Raising the Digital Generation: What Parents Need to Know About Digital Media and Learning

A few weeks ago, I was asked to represent the School of Communications by giving a talk for Trojans Parent Weekend at USC. (For those who do not follow American universities and their team mascots, the Trojans is the name for the USC sports team and thus, the name that is attached to anyone affiliated with the university.) Below, you can find the webcast version of my remarks, which sought to congratulate parents on their obvious success in raising a child smart enough to become part of our student body and to challenge some of their preconceptions about the forms of informal learning their offspring may have encountered in the course of their interactions with new media platforms and practices.

I felt that this talk might be of interest to my readers, many of whom are educators and/or parents, and who have displayed in the past great interest in my posts on new media and learning. Parents receive so little advice about how to confront the real challenges of navigating the digital environment which is unfamiliar to them and often to their children. Most often, they are told just say no. The more you restrict media use, the better parent you are. And for God's sake, keep the computer out of the kid's bedroom. But none of that feels adequate for a world where there is real learning taking place on line, where learning to navigate the new media environment is going to be key for your offspring's future success. Our schools are already blocking access to many of these core technologies and often refusing to advise youth about how to use them ethically, safely, and creatively. If parents start shutting off computers in the home, they really do close down potentials for their children's growth and development. And if they start snooping through their young person's internet accounts, they run the risk of damaging trust that is going to be vital for their long term relationship. My core advice to parents: Kids need someone to watch their back and not snoop over their shoulders. They need adults who are as engaged in their online lives as they are with their off-line lives -- not less and not more.

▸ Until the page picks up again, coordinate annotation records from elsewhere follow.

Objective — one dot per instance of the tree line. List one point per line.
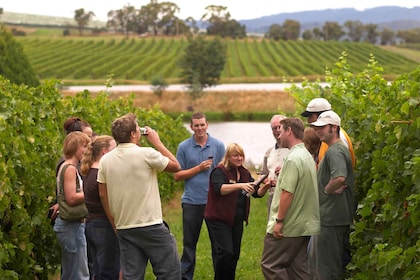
(352, 31)
(160, 19)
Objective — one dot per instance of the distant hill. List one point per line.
(392, 17)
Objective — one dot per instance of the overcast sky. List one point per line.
(239, 9)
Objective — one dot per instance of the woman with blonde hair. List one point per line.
(227, 208)
(71, 233)
(101, 239)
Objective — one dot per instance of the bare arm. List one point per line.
(228, 188)
(286, 199)
(153, 137)
(335, 184)
(188, 173)
(103, 195)
(72, 197)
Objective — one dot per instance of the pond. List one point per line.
(254, 137)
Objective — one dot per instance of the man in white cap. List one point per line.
(336, 197)
(317, 106)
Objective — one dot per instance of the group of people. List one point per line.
(309, 181)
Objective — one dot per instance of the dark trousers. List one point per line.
(225, 247)
(103, 249)
(192, 220)
(153, 243)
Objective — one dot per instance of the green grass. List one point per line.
(252, 242)
(251, 249)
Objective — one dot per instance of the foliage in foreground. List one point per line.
(383, 120)
(31, 122)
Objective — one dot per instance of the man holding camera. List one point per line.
(129, 192)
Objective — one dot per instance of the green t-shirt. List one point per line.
(336, 209)
(297, 176)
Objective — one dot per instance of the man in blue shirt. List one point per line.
(197, 155)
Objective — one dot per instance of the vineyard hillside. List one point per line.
(136, 60)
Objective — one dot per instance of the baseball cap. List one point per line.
(328, 117)
(316, 105)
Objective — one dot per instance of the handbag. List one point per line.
(67, 212)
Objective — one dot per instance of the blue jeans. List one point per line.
(71, 236)
(192, 220)
(104, 251)
(154, 243)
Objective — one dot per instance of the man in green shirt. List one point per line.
(336, 197)
(294, 211)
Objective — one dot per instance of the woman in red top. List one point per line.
(226, 210)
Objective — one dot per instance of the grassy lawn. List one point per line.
(252, 241)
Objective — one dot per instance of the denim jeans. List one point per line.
(104, 252)
(192, 220)
(154, 243)
(225, 247)
(71, 236)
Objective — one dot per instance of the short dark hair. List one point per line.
(72, 142)
(296, 125)
(75, 124)
(122, 128)
(197, 116)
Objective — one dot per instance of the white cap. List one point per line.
(328, 117)
(316, 105)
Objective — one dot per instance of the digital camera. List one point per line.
(143, 131)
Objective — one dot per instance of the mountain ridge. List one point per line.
(391, 17)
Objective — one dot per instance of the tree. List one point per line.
(13, 62)
(387, 36)
(290, 30)
(355, 30)
(410, 36)
(318, 35)
(202, 62)
(192, 23)
(332, 31)
(371, 33)
(82, 18)
(221, 24)
(123, 20)
(274, 32)
(307, 35)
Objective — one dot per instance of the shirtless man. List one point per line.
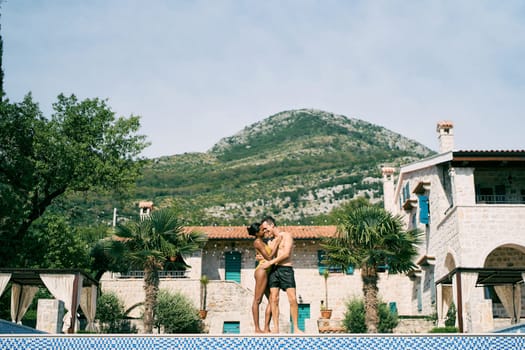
(282, 274)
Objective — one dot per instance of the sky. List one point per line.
(198, 71)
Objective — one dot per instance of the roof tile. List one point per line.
(240, 232)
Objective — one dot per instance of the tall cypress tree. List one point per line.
(1, 62)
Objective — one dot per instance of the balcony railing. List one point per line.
(162, 274)
(500, 199)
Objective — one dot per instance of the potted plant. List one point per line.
(204, 293)
(326, 312)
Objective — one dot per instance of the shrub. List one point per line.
(449, 329)
(177, 314)
(387, 319)
(110, 314)
(354, 321)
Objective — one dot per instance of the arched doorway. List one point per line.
(507, 295)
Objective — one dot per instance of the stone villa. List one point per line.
(470, 205)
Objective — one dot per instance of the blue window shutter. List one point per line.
(424, 212)
(320, 266)
(231, 327)
(233, 266)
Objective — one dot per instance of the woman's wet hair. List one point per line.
(254, 228)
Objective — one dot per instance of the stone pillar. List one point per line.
(388, 188)
(50, 313)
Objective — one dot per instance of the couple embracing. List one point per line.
(274, 272)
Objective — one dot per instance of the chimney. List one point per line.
(445, 129)
(388, 188)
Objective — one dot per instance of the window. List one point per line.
(424, 210)
(322, 267)
(406, 192)
(233, 266)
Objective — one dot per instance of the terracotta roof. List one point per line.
(240, 232)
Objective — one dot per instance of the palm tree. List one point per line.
(147, 243)
(367, 238)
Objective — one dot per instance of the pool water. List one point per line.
(503, 341)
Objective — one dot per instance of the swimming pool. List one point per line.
(333, 341)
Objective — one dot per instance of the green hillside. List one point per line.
(294, 165)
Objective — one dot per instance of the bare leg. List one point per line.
(274, 302)
(294, 309)
(267, 312)
(261, 279)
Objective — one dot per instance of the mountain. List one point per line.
(294, 165)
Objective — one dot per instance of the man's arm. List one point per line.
(285, 250)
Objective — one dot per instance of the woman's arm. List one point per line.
(260, 249)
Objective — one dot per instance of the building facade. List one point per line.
(470, 206)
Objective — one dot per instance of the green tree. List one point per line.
(369, 237)
(52, 242)
(147, 243)
(81, 147)
(177, 314)
(354, 318)
(111, 315)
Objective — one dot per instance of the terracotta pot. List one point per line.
(326, 313)
(203, 314)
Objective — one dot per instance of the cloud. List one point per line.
(202, 70)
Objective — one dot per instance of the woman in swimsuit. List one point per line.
(263, 253)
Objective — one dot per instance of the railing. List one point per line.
(162, 274)
(500, 199)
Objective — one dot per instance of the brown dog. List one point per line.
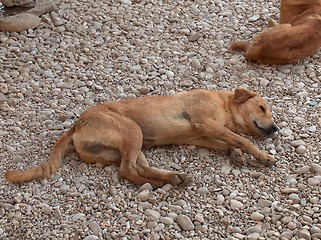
(298, 35)
(114, 133)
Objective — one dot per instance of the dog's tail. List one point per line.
(60, 149)
(239, 46)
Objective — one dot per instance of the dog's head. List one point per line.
(251, 114)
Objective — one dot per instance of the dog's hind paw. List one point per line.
(181, 180)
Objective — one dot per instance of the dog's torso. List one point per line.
(157, 119)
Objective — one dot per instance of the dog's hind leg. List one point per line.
(174, 178)
(130, 153)
(110, 138)
(212, 129)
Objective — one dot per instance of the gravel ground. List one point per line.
(90, 52)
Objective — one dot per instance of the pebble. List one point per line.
(289, 190)
(316, 168)
(154, 214)
(146, 186)
(301, 149)
(94, 227)
(304, 233)
(256, 216)
(203, 191)
(303, 170)
(236, 205)
(185, 223)
(196, 63)
(314, 181)
(297, 143)
(143, 195)
(91, 237)
(166, 220)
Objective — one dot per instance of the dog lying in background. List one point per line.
(297, 36)
(114, 133)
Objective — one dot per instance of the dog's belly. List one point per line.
(173, 132)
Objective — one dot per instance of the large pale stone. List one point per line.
(12, 3)
(19, 22)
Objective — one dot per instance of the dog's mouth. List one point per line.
(266, 131)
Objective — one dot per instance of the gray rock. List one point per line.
(203, 191)
(94, 227)
(91, 237)
(316, 168)
(236, 205)
(256, 216)
(19, 22)
(43, 6)
(12, 3)
(143, 195)
(154, 214)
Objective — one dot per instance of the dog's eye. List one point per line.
(262, 108)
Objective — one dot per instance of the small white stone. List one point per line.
(256, 216)
(301, 149)
(236, 205)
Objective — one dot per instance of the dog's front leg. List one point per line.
(212, 129)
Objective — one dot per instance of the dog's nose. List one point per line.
(274, 128)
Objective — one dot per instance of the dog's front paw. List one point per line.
(237, 157)
(267, 160)
(181, 180)
(272, 22)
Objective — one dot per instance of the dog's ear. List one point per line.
(241, 95)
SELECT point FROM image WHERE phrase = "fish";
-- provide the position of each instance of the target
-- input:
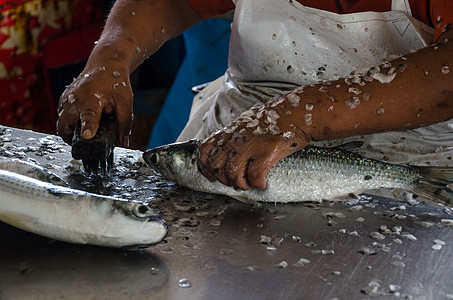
(75, 216)
(311, 174)
(31, 170)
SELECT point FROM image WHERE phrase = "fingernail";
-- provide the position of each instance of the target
(87, 134)
(126, 141)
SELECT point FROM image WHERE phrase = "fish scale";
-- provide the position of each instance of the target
(75, 216)
(311, 174)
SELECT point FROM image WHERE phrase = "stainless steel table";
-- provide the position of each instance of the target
(370, 247)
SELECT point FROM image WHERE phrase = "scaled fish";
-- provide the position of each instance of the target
(74, 216)
(311, 174)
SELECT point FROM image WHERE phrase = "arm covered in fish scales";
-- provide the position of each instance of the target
(409, 92)
(134, 30)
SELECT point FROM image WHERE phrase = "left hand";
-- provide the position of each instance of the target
(240, 156)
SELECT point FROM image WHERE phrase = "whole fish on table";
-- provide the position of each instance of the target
(75, 216)
(311, 174)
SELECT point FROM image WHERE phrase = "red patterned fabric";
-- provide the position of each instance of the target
(25, 28)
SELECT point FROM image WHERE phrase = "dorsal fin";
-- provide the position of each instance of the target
(350, 146)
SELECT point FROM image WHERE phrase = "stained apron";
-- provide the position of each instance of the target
(277, 45)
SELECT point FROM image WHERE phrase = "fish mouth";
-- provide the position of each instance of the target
(162, 227)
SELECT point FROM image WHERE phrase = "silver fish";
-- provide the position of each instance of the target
(311, 174)
(76, 216)
(31, 170)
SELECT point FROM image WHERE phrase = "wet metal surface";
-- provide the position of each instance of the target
(218, 248)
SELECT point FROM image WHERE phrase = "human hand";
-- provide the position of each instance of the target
(241, 154)
(95, 91)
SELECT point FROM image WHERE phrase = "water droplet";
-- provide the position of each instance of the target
(274, 129)
(352, 103)
(380, 111)
(383, 78)
(366, 95)
(290, 69)
(293, 99)
(282, 264)
(354, 91)
(184, 283)
(288, 135)
(323, 89)
(308, 119)
(71, 98)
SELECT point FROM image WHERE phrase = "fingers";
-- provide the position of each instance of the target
(89, 121)
(204, 152)
(87, 98)
(244, 162)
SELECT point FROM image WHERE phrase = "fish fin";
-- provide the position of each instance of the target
(59, 190)
(351, 145)
(435, 184)
(241, 198)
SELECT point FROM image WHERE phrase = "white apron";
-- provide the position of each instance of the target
(277, 45)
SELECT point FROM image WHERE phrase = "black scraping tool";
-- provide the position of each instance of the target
(97, 153)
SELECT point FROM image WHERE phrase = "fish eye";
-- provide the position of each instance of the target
(154, 158)
(142, 210)
(54, 179)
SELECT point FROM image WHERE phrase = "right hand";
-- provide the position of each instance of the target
(95, 91)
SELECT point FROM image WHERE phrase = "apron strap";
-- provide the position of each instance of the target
(403, 6)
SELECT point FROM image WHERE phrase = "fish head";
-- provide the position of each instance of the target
(174, 160)
(141, 222)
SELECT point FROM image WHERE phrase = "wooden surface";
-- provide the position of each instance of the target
(225, 249)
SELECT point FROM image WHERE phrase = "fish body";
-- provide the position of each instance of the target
(31, 170)
(76, 216)
(311, 174)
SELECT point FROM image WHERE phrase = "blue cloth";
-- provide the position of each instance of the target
(206, 59)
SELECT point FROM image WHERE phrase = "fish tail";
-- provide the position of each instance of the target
(435, 184)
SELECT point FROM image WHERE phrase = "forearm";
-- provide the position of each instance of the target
(419, 92)
(135, 30)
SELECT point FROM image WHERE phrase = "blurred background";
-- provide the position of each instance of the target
(44, 44)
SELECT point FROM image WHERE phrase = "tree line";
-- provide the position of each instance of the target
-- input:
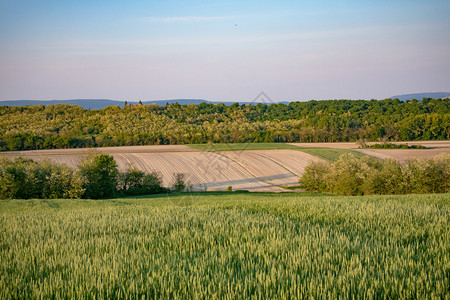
(65, 126)
(367, 176)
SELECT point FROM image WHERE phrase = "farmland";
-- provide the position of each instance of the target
(260, 167)
(235, 245)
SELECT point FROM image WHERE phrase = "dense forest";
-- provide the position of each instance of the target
(66, 126)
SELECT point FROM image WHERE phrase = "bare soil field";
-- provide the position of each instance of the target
(253, 170)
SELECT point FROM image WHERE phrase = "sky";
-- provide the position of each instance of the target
(222, 50)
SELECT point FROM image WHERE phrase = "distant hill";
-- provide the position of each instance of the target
(102, 103)
(420, 96)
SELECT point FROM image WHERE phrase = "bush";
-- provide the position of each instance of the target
(313, 178)
(352, 176)
(135, 182)
(99, 172)
(24, 179)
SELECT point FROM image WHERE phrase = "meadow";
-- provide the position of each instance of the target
(226, 245)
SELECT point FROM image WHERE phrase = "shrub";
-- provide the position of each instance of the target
(179, 182)
(352, 176)
(135, 182)
(99, 172)
(24, 178)
(313, 178)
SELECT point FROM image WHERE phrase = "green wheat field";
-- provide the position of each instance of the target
(227, 246)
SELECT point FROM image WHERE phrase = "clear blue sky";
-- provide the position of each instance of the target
(223, 50)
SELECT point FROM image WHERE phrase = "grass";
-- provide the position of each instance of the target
(331, 154)
(242, 146)
(226, 245)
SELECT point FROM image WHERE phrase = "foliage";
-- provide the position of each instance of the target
(135, 182)
(331, 154)
(227, 246)
(25, 178)
(179, 182)
(65, 126)
(100, 174)
(352, 176)
(394, 146)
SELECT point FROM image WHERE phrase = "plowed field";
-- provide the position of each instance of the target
(253, 170)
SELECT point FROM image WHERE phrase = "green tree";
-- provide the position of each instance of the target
(100, 174)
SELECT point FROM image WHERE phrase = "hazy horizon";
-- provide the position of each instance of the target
(222, 50)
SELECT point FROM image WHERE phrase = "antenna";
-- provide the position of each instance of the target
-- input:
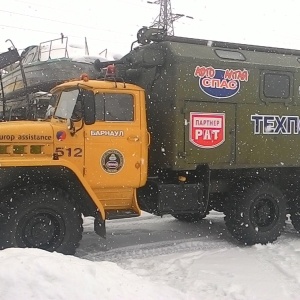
(166, 18)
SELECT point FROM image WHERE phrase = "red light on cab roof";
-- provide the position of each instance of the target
(84, 77)
(111, 70)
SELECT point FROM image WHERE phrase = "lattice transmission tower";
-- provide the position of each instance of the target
(166, 18)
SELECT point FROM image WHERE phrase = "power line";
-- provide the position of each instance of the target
(56, 33)
(57, 21)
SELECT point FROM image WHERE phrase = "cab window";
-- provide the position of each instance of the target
(114, 107)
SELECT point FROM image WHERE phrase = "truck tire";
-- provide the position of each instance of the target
(295, 214)
(41, 217)
(191, 217)
(256, 213)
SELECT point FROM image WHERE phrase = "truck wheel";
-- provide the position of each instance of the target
(256, 213)
(192, 217)
(42, 217)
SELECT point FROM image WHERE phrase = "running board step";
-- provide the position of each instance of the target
(120, 214)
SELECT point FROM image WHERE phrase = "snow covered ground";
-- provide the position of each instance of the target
(156, 258)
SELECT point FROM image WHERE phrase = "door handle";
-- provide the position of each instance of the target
(133, 138)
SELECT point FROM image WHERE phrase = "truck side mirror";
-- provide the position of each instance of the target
(89, 109)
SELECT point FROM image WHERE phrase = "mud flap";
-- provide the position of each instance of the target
(181, 198)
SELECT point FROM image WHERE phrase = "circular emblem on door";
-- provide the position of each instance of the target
(112, 161)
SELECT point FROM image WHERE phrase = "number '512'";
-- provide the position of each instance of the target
(76, 152)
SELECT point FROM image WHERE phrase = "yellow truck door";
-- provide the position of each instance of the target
(113, 144)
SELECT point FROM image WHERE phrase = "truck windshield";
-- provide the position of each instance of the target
(66, 104)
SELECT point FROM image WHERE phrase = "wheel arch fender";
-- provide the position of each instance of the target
(60, 173)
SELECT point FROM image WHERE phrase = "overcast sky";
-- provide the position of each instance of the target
(113, 24)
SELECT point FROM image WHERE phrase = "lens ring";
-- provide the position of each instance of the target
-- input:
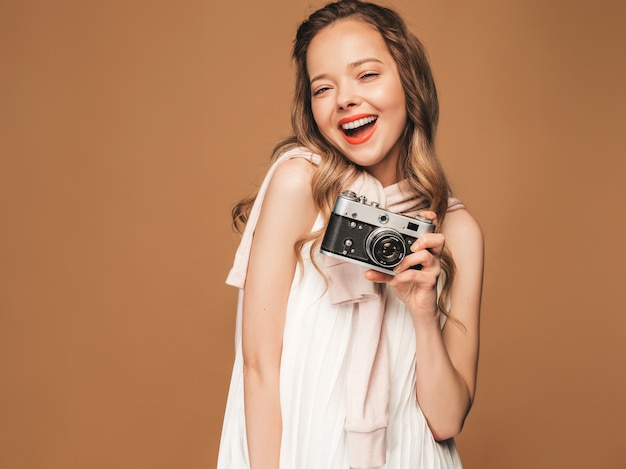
(385, 247)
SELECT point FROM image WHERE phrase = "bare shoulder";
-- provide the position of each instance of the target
(288, 202)
(292, 180)
(463, 234)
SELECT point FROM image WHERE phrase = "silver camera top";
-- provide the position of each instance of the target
(349, 205)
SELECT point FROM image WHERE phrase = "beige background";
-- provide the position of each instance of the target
(129, 128)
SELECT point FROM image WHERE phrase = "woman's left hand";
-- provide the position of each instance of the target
(417, 288)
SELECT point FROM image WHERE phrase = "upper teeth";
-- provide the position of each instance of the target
(358, 123)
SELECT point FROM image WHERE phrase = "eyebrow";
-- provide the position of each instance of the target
(351, 65)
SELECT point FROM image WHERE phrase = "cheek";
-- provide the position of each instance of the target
(321, 117)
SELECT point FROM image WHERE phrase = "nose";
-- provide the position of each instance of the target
(347, 97)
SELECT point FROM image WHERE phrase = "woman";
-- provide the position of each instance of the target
(338, 366)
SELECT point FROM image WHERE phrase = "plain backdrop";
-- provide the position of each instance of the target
(128, 129)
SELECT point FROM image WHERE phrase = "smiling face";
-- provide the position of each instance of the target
(357, 98)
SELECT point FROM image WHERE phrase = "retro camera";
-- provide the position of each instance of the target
(366, 234)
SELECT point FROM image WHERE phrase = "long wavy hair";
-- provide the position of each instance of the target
(418, 163)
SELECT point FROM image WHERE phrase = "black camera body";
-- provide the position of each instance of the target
(364, 233)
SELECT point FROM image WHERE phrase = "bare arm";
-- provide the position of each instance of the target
(446, 360)
(288, 212)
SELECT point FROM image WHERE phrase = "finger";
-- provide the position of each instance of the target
(433, 242)
(421, 260)
(430, 215)
(378, 277)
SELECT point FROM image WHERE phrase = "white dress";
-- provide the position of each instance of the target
(316, 351)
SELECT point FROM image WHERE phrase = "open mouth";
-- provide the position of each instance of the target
(358, 129)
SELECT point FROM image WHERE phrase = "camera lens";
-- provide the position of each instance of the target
(385, 247)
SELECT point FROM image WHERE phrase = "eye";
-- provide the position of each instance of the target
(368, 75)
(320, 90)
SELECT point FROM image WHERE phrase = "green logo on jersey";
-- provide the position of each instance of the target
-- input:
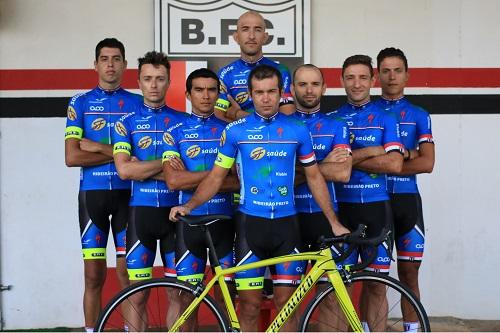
(283, 190)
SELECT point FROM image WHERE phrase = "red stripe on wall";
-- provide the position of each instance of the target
(435, 77)
(176, 98)
(68, 79)
(55, 79)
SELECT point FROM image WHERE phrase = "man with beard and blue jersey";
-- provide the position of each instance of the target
(330, 139)
(188, 157)
(138, 147)
(266, 146)
(377, 150)
(416, 135)
(234, 101)
(90, 121)
(331, 142)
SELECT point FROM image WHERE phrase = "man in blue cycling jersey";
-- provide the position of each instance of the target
(189, 154)
(138, 146)
(416, 135)
(266, 145)
(234, 100)
(330, 137)
(377, 150)
(90, 121)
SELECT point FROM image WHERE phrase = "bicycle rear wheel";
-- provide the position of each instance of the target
(156, 304)
(323, 313)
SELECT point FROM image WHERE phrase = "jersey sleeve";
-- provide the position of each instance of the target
(341, 138)
(74, 119)
(228, 149)
(424, 128)
(121, 136)
(170, 147)
(305, 151)
(287, 97)
(222, 103)
(391, 139)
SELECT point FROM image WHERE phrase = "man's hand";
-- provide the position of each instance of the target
(178, 210)
(176, 163)
(338, 229)
(90, 146)
(338, 155)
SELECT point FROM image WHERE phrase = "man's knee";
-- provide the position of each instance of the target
(408, 272)
(95, 273)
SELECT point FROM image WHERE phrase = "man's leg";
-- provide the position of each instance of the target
(410, 239)
(140, 258)
(250, 304)
(94, 229)
(281, 296)
(95, 275)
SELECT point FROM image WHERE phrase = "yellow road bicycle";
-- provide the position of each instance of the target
(340, 297)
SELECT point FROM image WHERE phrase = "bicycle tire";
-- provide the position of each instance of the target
(154, 317)
(389, 316)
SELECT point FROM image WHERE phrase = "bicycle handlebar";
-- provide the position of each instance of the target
(355, 239)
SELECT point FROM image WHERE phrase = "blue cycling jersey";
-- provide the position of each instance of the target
(267, 150)
(414, 129)
(141, 134)
(234, 76)
(327, 134)
(92, 115)
(369, 126)
(196, 141)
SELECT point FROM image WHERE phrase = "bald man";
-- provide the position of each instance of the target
(234, 101)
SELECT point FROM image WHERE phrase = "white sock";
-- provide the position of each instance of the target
(410, 326)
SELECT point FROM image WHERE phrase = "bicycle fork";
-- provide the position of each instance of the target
(344, 299)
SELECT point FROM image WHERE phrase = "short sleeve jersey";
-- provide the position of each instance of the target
(196, 142)
(92, 115)
(141, 134)
(414, 128)
(234, 83)
(369, 126)
(327, 134)
(266, 150)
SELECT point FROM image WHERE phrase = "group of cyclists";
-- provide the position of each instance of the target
(257, 146)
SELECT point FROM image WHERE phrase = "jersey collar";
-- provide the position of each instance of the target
(358, 108)
(251, 64)
(396, 101)
(260, 118)
(106, 91)
(158, 109)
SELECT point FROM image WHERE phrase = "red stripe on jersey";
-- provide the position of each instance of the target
(307, 158)
(286, 277)
(410, 254)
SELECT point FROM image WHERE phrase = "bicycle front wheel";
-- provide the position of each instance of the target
(155, 305)
(378, 300)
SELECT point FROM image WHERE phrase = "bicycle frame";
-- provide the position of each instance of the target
(324, 264)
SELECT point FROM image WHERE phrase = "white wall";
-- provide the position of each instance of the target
(39, 246)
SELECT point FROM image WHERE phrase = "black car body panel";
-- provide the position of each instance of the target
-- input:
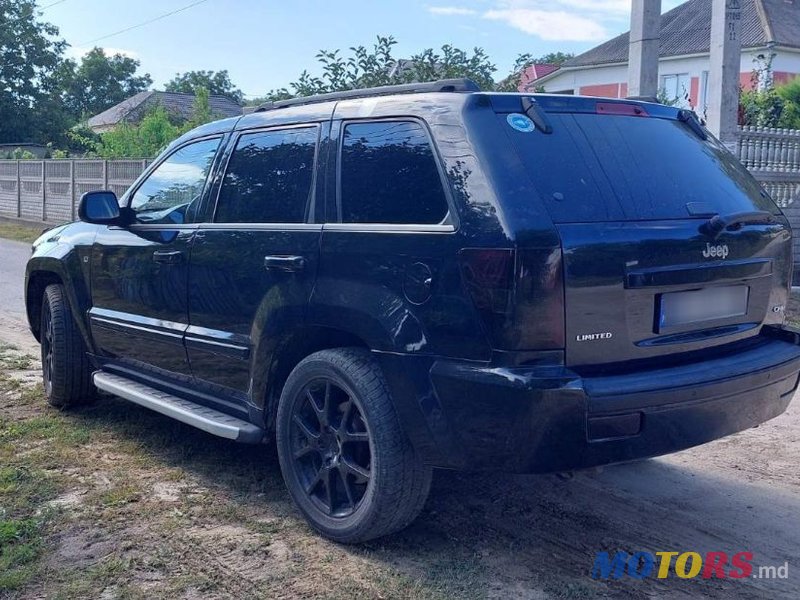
(514, 332)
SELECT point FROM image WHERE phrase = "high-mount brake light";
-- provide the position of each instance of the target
(621, 109)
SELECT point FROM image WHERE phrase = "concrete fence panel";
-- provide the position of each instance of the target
(50, 190)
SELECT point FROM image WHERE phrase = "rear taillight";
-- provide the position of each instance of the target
(519, 296)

Some of what you hear here will be familiar, reflecting other talks and essays I've published on the work of Project New Media Literacies. Some will be newer, having to do with my ongoing projects in the area of youth, new media, and civic engagement.

I mentioned there in passing that we are in the process of creating the Participatory Culture and Learning Lab in the Annenberg School. Participatory Culture has long been the over-arching theme of my work, whether applied to think about creative industries and consumer/fan culture, new media literacies and education, or civic engagement. Over the past year, I have been transitioning out of many of the research roles I played through the MIT Comparative Media Studies Program and consolidating my research efforts here at USC. I have been lucky to draw several key members of my research staff on the East coast to join me here in sunny California -- including Erin Reilly who has long been the research director of the New Media Literacies team (and now is building affiliations with the Annenberg Innovation Lab) -- and I have reunited with Sangita Shreshtova, a CMS alum, who is now Research Director for the work we are doing on civic engagement with the MacArthur and Spencer Foundations. PCL (which people are already calling Pickle) represents an umbrella organization which will sustain these efforts while opening up a space for new research initiatives down the line.